THANKS BUT NO THANKS: Speaking of playwrights and television, Rafael Lima says Columbia Pictures canceled its TV option for his play “El Salvador,” currently at the Gnu Theatre in North Hollywood, after studio execs read an interview with him in The Times.

Advertisement

Lima was participating in SCR’s Hispanic Playwrights Project when he gave the interview, which quoted him as saying that he would be willing to write a pilot but not the rest of the series because scripting episodic television would harm his talent for writing plays.

“They read the story and called me up,” Lima said. “They told me if I wasn’t going to be on staff, the deal was off.”
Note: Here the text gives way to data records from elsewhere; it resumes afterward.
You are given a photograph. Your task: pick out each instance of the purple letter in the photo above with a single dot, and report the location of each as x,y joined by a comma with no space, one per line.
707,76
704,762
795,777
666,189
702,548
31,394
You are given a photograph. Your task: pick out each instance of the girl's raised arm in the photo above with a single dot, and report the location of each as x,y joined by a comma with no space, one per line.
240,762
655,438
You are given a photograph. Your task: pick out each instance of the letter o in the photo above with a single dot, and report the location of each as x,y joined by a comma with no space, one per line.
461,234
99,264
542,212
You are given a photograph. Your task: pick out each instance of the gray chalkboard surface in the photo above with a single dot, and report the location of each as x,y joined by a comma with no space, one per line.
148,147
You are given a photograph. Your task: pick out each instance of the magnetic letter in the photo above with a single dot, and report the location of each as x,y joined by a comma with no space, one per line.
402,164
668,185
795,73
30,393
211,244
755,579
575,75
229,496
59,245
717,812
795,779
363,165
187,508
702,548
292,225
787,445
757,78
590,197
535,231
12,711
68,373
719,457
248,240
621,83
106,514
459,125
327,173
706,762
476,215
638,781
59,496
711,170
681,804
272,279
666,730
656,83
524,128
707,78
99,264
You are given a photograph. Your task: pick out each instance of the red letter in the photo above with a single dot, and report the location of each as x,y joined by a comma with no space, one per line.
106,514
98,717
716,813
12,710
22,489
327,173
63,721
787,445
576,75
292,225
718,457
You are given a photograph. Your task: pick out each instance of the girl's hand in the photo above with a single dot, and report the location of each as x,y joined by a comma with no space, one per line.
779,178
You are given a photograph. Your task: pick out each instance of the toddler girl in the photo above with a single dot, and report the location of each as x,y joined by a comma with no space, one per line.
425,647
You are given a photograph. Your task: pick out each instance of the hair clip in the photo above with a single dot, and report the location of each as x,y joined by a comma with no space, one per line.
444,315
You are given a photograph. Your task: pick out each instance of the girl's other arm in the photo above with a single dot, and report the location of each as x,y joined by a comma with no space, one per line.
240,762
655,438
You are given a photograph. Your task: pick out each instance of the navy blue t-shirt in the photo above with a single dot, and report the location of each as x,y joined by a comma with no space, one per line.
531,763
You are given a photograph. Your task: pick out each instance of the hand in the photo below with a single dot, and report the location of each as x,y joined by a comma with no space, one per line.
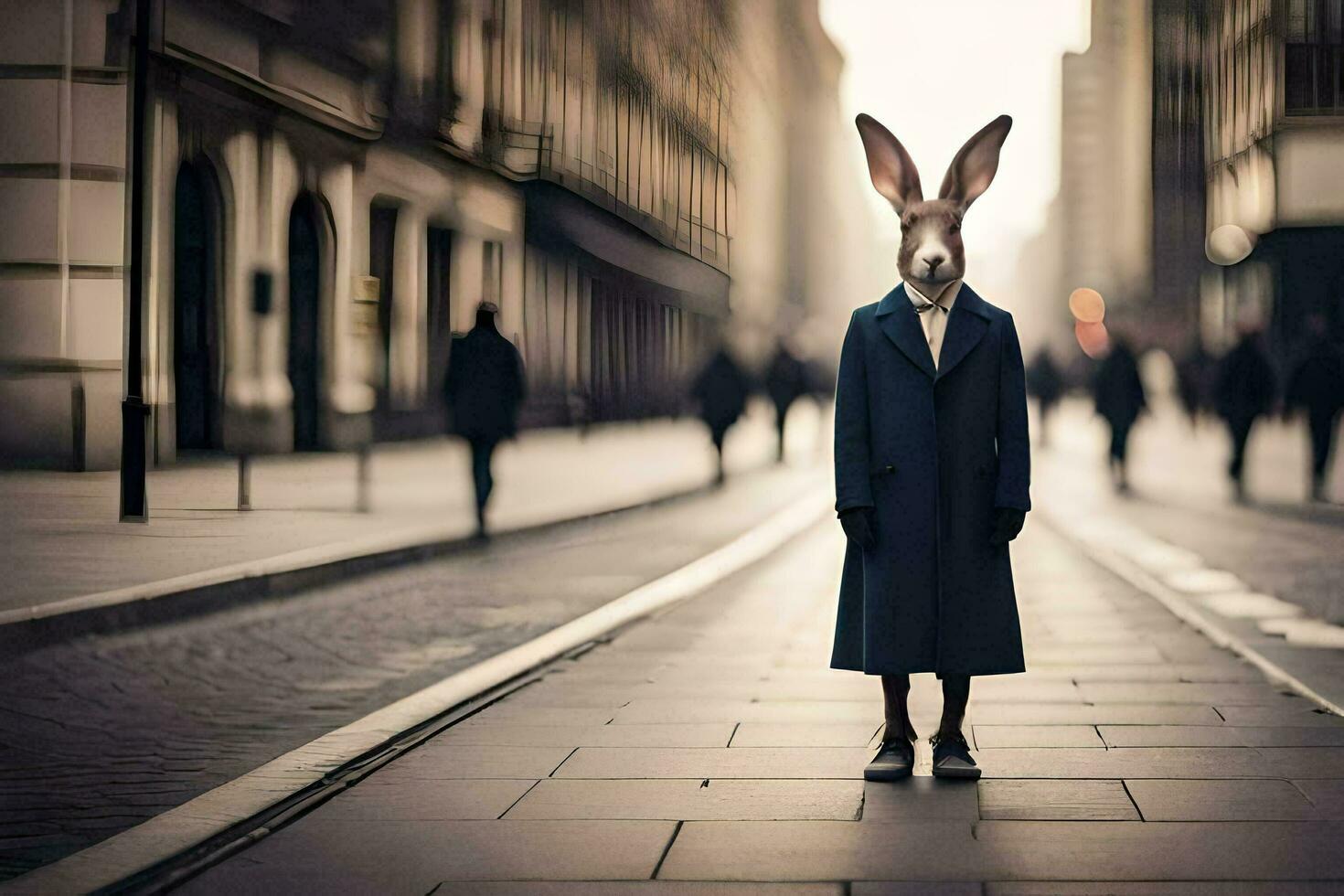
860,526
1007,524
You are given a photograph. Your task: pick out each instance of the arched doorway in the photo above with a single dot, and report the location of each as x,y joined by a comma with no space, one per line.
195,301
305,255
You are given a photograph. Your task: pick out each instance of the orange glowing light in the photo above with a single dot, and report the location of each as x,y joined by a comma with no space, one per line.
1092,337
1086,305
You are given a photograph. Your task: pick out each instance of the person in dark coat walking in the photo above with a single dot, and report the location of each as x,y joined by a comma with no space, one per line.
1316,386
785,382
722,389
483,389
1192,380
1118,395
1243,389
1047,384
932,464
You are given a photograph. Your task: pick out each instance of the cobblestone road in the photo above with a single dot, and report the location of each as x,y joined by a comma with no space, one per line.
712,744
105,732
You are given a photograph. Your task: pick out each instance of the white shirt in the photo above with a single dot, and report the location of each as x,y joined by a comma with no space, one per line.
934,323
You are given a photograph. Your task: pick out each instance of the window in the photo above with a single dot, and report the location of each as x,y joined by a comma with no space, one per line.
1313,80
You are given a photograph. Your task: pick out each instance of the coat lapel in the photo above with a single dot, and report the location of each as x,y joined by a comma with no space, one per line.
898,320
966,325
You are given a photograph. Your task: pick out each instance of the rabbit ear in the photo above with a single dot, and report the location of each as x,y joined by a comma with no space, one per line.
889,164
974,168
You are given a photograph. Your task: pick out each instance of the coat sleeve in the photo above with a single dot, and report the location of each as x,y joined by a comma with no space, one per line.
851,452
1011,434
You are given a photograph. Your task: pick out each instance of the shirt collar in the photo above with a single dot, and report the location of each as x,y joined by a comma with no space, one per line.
946,297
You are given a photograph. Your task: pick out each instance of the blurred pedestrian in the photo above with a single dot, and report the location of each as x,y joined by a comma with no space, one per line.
1118,394
785,382
1243,389
1316,386
483,389
722,389
1194,371
1046,383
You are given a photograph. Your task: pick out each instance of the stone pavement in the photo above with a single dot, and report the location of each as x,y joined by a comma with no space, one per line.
711,746
60,536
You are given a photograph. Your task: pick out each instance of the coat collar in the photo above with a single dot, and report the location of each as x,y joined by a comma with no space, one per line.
966,324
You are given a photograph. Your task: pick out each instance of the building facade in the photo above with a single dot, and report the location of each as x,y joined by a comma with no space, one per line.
334,187
1260,82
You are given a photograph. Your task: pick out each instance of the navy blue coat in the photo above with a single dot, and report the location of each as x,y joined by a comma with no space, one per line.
934,453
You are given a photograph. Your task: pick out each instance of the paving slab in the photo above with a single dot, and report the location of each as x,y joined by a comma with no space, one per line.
683,710
1157,888
1266,799
997,736
1327,795
1055,801
1210,693
1115,713
1295,713
378,798
734,762
668,735
765,733
632,888
717,798
1006,850
920,798
316,855
436,759
1220,736
1129,762
1306,762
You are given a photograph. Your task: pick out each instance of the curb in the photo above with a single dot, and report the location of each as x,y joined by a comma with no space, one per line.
168,848
1184,610
177,598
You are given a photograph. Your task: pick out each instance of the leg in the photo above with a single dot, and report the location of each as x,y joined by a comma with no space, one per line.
955,695
897,756
951,752
481,478
1321,426
895,693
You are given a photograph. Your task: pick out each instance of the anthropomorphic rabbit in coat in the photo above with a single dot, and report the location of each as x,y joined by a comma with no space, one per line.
932,463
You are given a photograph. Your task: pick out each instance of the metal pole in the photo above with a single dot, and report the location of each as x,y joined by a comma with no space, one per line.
362,480
243,483
134,412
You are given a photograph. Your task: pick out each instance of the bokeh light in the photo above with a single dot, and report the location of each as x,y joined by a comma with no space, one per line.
1086,305
1092,337
1229,245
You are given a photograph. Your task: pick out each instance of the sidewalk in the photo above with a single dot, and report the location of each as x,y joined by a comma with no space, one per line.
62,539
712,744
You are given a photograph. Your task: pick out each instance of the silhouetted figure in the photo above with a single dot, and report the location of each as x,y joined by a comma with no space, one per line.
1118,392
484,389
1316,386
1046,383
722,391
785,382
1194,372
1243,389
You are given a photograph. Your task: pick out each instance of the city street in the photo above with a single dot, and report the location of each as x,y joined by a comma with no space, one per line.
711,743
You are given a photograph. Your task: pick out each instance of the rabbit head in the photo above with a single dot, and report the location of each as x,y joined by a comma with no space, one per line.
932,252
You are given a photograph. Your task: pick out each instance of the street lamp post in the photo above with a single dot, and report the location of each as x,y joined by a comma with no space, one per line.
134,411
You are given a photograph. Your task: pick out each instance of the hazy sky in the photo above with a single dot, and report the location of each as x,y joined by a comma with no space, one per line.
937,71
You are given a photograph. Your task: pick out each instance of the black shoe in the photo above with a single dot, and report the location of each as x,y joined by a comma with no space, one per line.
895,761
952,758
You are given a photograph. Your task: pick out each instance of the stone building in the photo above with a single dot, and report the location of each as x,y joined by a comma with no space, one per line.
385,166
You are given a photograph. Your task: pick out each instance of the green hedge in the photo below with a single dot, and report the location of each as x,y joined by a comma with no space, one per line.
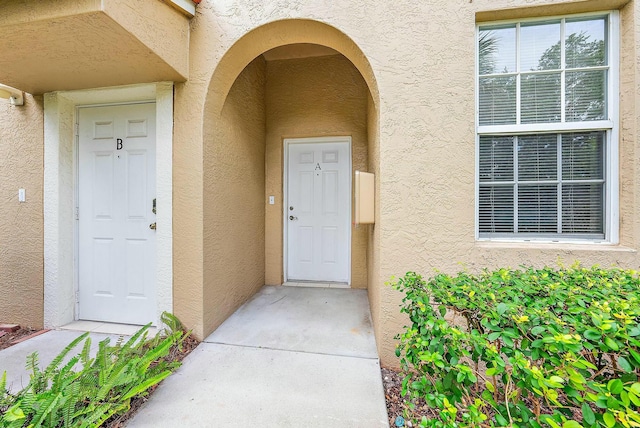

Though the playwright regrets Columbia’s decision, he believes that it was inevitable. “I would have told them the same thing I told you,” he said. “If that’s how they feel, they would have canceled everything anyway when we got into negotiations.”

Lima, however, left the Hispanic festival with one major compensation: He snared an SCR commission for a new play after his autobiographical “Parting Gestures” received a successful reading on the Second Stage.